US Rep. George Santos (R-NY), who has become embroiled in controversy for a series of lies he told - including that his family is Jewish and survived the Holocaust - was accused of orchestrating a credit card fraud operation in 2017 in a sworn statement submitted to federal authorities Wednesday by the man who was convicted of the fraud, Politico reported on Friday.
The man who wrote the statement, Gustavo Ribeiro Trelha, was deported to Brazil after his conviction.
He contacted law enforcement after seeing Santos on TV, according to the report.
“I am coming forward today to declare that the person in charge of the crime of credit card fraud when I was arrested was George Santos / Anthony Devolder.”
Sworn declaration by Gustavo Ribeiro Trelha
“I am coming forward today to declare that the person in charge of the crime of credit card fraud when I was arrested was George Santos/Anthony Devolder,” read the statement, which Trelha's attorney Mark Demetropoulos mailed to the FBI, the Secret Service New York office and the US Attorney’s Office in the Eastern District of New York.
“Santos taught me how to skim card information and how to clone cards,” Trelha said. “He gave me all the materials and taught me how to put skimming devices and cameras on ATM machines.”
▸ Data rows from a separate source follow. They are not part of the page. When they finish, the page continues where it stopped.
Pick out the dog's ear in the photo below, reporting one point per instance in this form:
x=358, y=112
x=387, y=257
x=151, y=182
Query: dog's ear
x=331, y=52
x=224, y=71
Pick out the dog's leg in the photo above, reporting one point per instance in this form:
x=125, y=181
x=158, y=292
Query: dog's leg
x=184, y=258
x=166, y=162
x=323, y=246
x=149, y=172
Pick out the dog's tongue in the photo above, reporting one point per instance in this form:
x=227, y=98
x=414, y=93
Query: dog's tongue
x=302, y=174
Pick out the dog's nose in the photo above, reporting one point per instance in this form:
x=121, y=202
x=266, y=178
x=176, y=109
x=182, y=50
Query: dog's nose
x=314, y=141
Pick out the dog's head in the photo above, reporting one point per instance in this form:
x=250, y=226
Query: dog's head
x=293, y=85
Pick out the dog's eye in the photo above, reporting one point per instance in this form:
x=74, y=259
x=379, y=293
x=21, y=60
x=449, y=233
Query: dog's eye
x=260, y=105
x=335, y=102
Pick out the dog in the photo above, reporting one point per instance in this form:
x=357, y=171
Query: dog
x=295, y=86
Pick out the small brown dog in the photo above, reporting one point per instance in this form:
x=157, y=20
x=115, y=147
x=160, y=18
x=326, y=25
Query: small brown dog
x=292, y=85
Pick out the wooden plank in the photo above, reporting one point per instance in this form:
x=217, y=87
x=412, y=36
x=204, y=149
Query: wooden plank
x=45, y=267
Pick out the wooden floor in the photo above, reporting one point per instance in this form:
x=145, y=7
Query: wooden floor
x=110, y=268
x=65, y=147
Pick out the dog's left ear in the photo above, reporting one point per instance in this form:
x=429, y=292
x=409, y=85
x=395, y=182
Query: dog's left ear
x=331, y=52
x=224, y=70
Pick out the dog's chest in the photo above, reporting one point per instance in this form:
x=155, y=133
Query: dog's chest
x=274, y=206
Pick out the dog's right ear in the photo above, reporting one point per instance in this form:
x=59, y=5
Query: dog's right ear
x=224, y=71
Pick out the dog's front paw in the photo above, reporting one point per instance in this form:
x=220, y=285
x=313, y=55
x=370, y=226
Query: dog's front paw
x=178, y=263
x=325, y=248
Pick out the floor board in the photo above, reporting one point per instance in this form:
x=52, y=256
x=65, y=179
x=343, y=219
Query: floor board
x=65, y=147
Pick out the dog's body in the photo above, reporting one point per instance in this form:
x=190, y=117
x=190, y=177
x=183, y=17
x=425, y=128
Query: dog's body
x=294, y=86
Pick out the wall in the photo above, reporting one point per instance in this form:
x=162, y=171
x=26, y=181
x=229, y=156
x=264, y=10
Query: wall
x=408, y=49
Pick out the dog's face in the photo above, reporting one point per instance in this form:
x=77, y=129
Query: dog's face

Trelha and Santos met in 2016 on a Facebook group for Brazilians living in Orlando, Florida, Trelha said in the statement and told Politico.
Trelha eventually rented a room in Santos' apartment.
“That is when and where I learned from him how to clone ATM and credit cards,” he said.
“Santos gave me at his warehouse, some of the parts to illegally skim credit card information. Right after he gave me the card skimming and cloning machines, he taught me how to use them,” he added.
Alleged Ponzi scheme
Last month, Tiffany Bogosian, a former classmate of Santos', alleged that he had tried to target her client in a Ponzi scheme.
The US Securities and Exchange Commission shuttered the company Santos worked for at the time for "ongoing, fraudulent Ponzi schemes victimizing hundreds of investors across the United States."